老人ホームの職員が施設のベランダから入所者を相次いで投げ落とし、殺害する。信じがたい事件が川崎市で発覚した。逮捕された今井隼人容疑者(23)は、当初は事故と思われていた3人の死亡について、殺害を認めているという。

 なぜ、こんなことが起きたのか。もっと早いうちに犯行を防ぐ手立てがなかったのか。疑問が次々と浮かぶ。

 県警は容疑者の動機を含めて事件の全容をまず、解明してほしい。そして行政や福祉事業者は教訓をくみ取ってほしい。

 事件があったのは2014年の11月から12月にかけて。2カ月の間に80~90代の男女3人が、敷地内の同じ裏庭に倒れていた。入社して半年あまりの容疑者は、いずれの日も当直勤務だった。現金や指輪などを盗む行為も繰り返していた。
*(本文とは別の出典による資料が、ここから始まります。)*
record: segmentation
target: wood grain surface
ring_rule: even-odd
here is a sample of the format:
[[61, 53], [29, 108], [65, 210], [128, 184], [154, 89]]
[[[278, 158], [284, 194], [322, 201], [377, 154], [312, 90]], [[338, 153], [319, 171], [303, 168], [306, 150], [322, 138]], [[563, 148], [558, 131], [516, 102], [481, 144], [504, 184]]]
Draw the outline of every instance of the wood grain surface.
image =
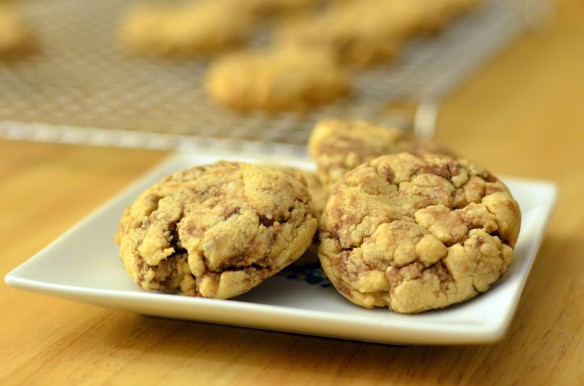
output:
[[[584, 382], [584, 2], [520, 38], [446, 101], [437, 139], [559, 200], [508, 334], [391, 346], [165, 320], [0, 289], [0, 384], [581, 385]], [[0, 274], [166, 153], [0, 141]]]

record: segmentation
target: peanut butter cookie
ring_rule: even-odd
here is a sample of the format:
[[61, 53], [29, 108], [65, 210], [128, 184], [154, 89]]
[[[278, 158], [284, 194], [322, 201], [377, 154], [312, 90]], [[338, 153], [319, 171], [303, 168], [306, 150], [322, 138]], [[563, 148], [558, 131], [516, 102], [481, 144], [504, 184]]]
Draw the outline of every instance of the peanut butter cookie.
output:
[[131, 9], [119, 38], [131, 54], [187, 56], [240, 46], [253, 28], [253, 16], [230, 0], [201, 0]]
[[302, 111], [349, 94], [349, 74], [324, 50], [288, 47], [226, 55], [212, 64], [205, 88], [236, 110]]
[[332, 52], [341, 63], [365, 66], [396, 57], [407, 36], [402, 18], [386, 12], [387, 2], [355, 1], [283, 23], [274, 41]]
[[322, 3], [322, 0], [231, 0], [234, 7], [260, 16], [304, 11]]
[[438, 32], [478, 0], [343, 0], [277, 28], [280, 45], [329, 49], [357, 67], [391, 61], [420, 33]]
[[122, 217], [116, 241], [142, 288], [227, 299], [299, 258], [317, 223], [298, 175], [219, 161], [143, 192]]
[[308, 150], [325, 187], [349, 170], [381, 155], [403, 151], [449, 154], [434, 142], [414, 139], [396, 128], [340, 119], [319, 122], [310, 135]]
[[351, 302], [416, 313], [487, 291], [513, 260], [520, 223], [507, 187], [482, 167], [392, 154], [333, 186], [318, 253]]

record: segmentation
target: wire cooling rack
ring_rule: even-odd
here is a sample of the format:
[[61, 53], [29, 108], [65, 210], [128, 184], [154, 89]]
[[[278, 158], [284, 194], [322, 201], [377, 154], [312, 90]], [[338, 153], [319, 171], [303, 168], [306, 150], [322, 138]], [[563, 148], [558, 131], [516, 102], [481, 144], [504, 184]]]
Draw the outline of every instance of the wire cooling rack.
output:
[[417, 133], [431, 136], [440, 100], [522, 33], [544, 1], [485, 0], [443, 32], [413, 39], [397, 61], [359, 72], [352, 95], [335, 105], [241, 115], [204, 94], [207, 60], [124, 54], [116, 30], [138, 1], [23, 0], [35, 50], [0, 61], [0, 138], [297, 152], [326, 117], [404, 124], [389, 108], [403, 101], [419, 103]]

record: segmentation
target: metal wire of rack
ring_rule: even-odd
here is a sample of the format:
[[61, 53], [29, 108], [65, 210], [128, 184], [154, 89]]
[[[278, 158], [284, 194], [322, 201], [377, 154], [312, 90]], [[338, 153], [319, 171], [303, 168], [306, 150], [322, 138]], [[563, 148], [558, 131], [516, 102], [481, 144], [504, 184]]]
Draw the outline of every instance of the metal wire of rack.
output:
[[136, 0], [21, 2], [36, 52], [0, 61], [0, 138], [188, 150], [210, 146], [303, 152], [326, 117], [400, 125], [388, 106], [419, 103], [413, 129], [431, 137], [440, 101], [528, 27], [545, 0], [485, 0], [400, 58], [361, 71], [352, 95], [299, 113], [241, 115], [201, 88], [208, 60], [128, 57], [115, 31]]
 この施設では事件後に別の職員による入所者への虐待や入浴中の死亡事故も起きている。入所者の心情や安全をどう考えていたのか大きな疑問が残る。

 殺害に至った今回の事件は特異だとしても、老人ホームや介護施設での虐待は年々増えている。厚生労働省のまとめでは、昨年度は300件で8年続けて過去最多を更新している。

 虐待を起こす職員の中には、日頃から利用者や家族の声をきちんと聞かない、話しかけても返事をしないなど問題があることもある。そうした小さな「兆候」にも注意が必要だ。事故やトラブルが起きた時に、きちんと情報を集め、検証する仕組みがほしい。入所者の安全が脅かされることがないよう、施設側には万全を期してほしい。

 外部の「目」も、施設の質を高めるのには有効だ。中立の第三者機関による「福祉サービス第三者評価」などの仕組みの活用を考えたい。評価結果は公表され、利用者が施設を選ぶ際にも役立つはずだ。

 虐待の原因となるのは、職員の「知識や技術不足」や「ストレス」などで、「30歳未満」の若い職員に虐待の割合が多いとの指摘もある。介護の職場は大変な仕事の割に賃金が安く、離職率も高い。人手不足が深刻で、現場からは「どんな人でもいいから、働いてもらわないと回らない」との声も聞かれる。そんな中で、プロとは到底言えない職員が増えてはいないか。

 すべての介護施設などで職員に対する教育・研修の徹底を求めたい。行政も、必要な指導・監査を強めてほしい。

 肉親が施設で命を奪われてしまう。そんな悲劇を繰り返してはならない。